Augmented Reality overlay in-situ at 443 Queen Street, Brisbane with Probuild, Trimble Sitevision and BuildingPoi; Augmented Reality overlay in-situ at 443 Queen Street, Brisbane with Probuild, Trimble Sitevision and BuildingPoi;

Beyond pavilions: digital fabrication solves today's client challenges

Whether referred to as 3D printing, additive manufacture, or digital fabrication, the technique has long been viewed as potentially revolutionary. Remarkable pioneers, including many close colleagues, have created compelling demonstrations of its potential, but practitioners have often left with the conclusion “... but perhaps it’s not relevant for my client’s challenges right now.” I believe this response is now a little out of date. In this piece I want to explore why more built environment practitioners should embrace digital fabrication and discuss the growing number of ways it is relevant to everyday built environment tasks.

Beyond 3D printing

Firstly, digital fabrication is not just the “toothpaste” variety usually called additive manufacturing, where the part is built up by laying a bead of molten material or a layer of powder to be fused on top of the evolving solid. The evidence of this process is usually visible in the resulting part, although it can be machined (a subtractive process) to leave a smooth continuous surface.

Today, digital fabrication also includes bending and stretching material and the precise placement of components, to complement those additive and subtractive processes, so that a wider range of functional and attractive parts and large structures can be made, as most dramatically demonstrated by Kuwait International Airport currently under construction. Digital fabrication also has great relevance and value for major infrastructure schemes, saving clients from needing to hold a stock of unique components, as proposed by Arup director John Batchelor in his recent talk

To solve design problems, engineers must often imagine how material forms could be made. Our imaginative toolbox should now include this growing array of digital techniques. Not only has there been a proliferation of new methods, but being digital, they can easily be reconfigured to suit the job in hand. The sheer potential of this can appear daunting; but when applied to the familiar requirements of adding, subtracting, forcing and positioning, it simply becomes part of the language of design, benefitting all kinds of day-to-day projects and tasks.

It can deliver publicly validated design

Great strides have been made in validating the properties of materials in parts made by digital techniques, for example the MX3D bridge made entirely from stainless steel weld metal is now certified for public service. This means the technique could be used in place of complex fabricated junctions in bridges and other structures, in compliance with design codes. Strategies for validating the properties of digitally fabricated parts in all sorts of materials are emerging quickly now and should no longer be assumed to be an obstacle.


Digital fabrication makes engineers’ lives simpler

Yes, digital methods excel at pluralities of one-off elements. But the technique can also be used to develop more regular designs, with added efficiency. Toolmaking was one of the first areas of industry to adopt digital fabrication because the benefits of efficiently making a mold in which to produce a quantity of identical parts are obvious.
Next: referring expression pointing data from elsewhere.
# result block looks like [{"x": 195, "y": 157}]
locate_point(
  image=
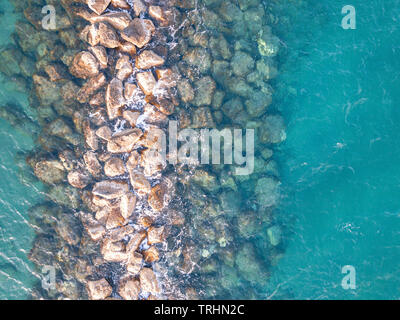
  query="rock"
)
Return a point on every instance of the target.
[
  {"x": 146, "y": 82},
  {"x": 232, "y": 108},
  {"x": 148, "y": 59},
  {"x": 258, "y": 103},
  {"x": 138, "y": 32},
  {"x": 113, "y": 250},
  {"x": 78, "y": 179},
  {"x": 104, "y": 133},
  {"x": 131, "y": 117},
  {"x": 198, "y": 58},
  {"x": 274, "y": 235},
  {"x": 114, "y": 98},
  {"x": 121, "y": 4},
  {"x": 98, "y": 290},
  {"x": 84, "y": 65},
  {"x": 110, "y": 189},
  {"x": 151, "y": 255},
  {"x": 268, "y": 45},
  {"x": 119, "y": 20},
  {"x": 155, "y": 235},
  {"x": 94, "y": 228},
  {"x": 90, "y": 87},
  {"x": 139, "y": 183},
  {"x": 267, "y": 191},
  {"x": 148, "y": 281},
  {"x": 90, "y": 136},
  {"x": 156, "y": 197},
  {"x": 114, "y": 167},
  {"x": 202, "y": 118},
  {"x": 134, "y": 263},
  {"x": 135, "y": 241},
  {"x": 127, "y": 205},
  {"x": 156, "y": 12},
  {"x": 185, "y": 90},
  {"x": 272, "y": 130},
  {"x": 204, "y": 90},
  {"x": 115, "y": 218},
  {"x": 49, "y": 171},
  {"x": 98, "y": 6},
  {"x": 129, "y": 288},
  {"x": 124, "y": 141},
  {"x": 124, "y": 68}
]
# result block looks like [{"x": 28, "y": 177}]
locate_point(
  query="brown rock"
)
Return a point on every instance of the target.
[
  {"x": 114, "y": 167},
  {"x": 84, "y": 65},
  {"x": 113, "y": 251},
  {"x": 90, "y": 87},
  {"x": 124, "y": 68},
  {"x": 135, "y": 262},
  {"x": 129, "y": 90},
  {"x": 148, "y": 59},
  {"x": 135, "y": 241},
  {"x": 129, "y": 289},
  {"x": 98, "y": 6},
  {"x": 78, "y": 179},
  {"x": 151, "y": 255},
  {"x": 138, "y": 7},
  {"x": 119, "y": 20},
  {"x": 121, "y": 4},
  {"x": 132, "y": 161},
  {"x": 139, "y": 183},
  {"x": 115, "y": 219},
  {"x": 124, "y": 141},
  {"x": 146, "y": 82},
  {"x": 157, "y": 13},
  {"x": 104, "y": 133},
  {"x": 156, "y": 197},
  {"x": 131, "y": 117},
  {"x": 99, "y": 289},
  {"x": 148, "y": 281},
  {"x": 90, "y": 136},
  {"x": 127, "y": 47},
  {"x": 114, "y": 98},
  {"x": 94, "y": 228},
  {"x": 101, "y": 55},
  {"x": 138, "y": 32},
  {"x": 110, "y": 189},
  {"x": 155, "y": 235}
]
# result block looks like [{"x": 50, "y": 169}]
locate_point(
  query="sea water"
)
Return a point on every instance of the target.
[
  {"x": 339, "y": 94},
  {"x": 18, "y": 192}
]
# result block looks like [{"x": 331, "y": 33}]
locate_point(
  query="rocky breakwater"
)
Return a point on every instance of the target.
[
  {"x": 102, "y": 91},
  {"x": 227, "y": 59}
]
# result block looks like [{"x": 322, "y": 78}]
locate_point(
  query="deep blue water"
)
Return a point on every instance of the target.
[{"x": 339, "y": 93}]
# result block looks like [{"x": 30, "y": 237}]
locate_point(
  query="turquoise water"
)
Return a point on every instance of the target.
[
  {"x": 339, "y": 94},
  {"x": 18, "y": 193}
]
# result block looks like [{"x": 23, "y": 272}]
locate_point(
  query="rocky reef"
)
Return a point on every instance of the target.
[{"x": 120, "y": 221}]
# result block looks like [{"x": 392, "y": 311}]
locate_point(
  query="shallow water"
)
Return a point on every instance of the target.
[
  {"x": 337, "y": 91},
  {"x": 339, "y": 96}
]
In concrete construction, there are now numerous digital ways to make the formwork that gives concrete its shape, including stretching a rubber sheet to a different shape time after time to make varied molds with no waste of material.

Digital brings greater efficiencies to design, manufacture and assembly

Two of the perennial challenges of constructing the built environment have been: to communicate the design to those who assemble it on site; and how to position something precisely where it should be. Both were historically solved to some extent by keeping the design orthogonal, the components either identical or obviously different and the spacing of parts regular, so that the instructions could be memorised.

The development of augmented reality (AR) tools allow the presentation of the parts and their required location in the field of view of the person assembling them. And soon after its use in aircraft wiring, AR has been used to speed the installation of steel reinforcement in concrete, avoiding errors and requests for information and allowing the spacing and sizing to be optimized to minimize carbon footprint. By designing to minimise material consumption and using technology to aid the skilled assembly process, everyone benefits.

Adaptable mould in use at Kuwait International Airport. Credit: @Limak

In concrete construction, there are now numerous digital ways to make the formwork that gives concrete its shape, including stretching the formwork to a different shape time after time to make varied shapes with no waste of material.

 


Designing tomorrow, today

We’re excited by how digital fabrication can be applied in the real world, at each stage of a project, at every scale. It’s no longer limited to one-off projects (or pavilions). It’s time for the industry to bring the technique’s capabilities and efficiencies to every part of the built environment, from housing to commercial to infrastructure and beyond.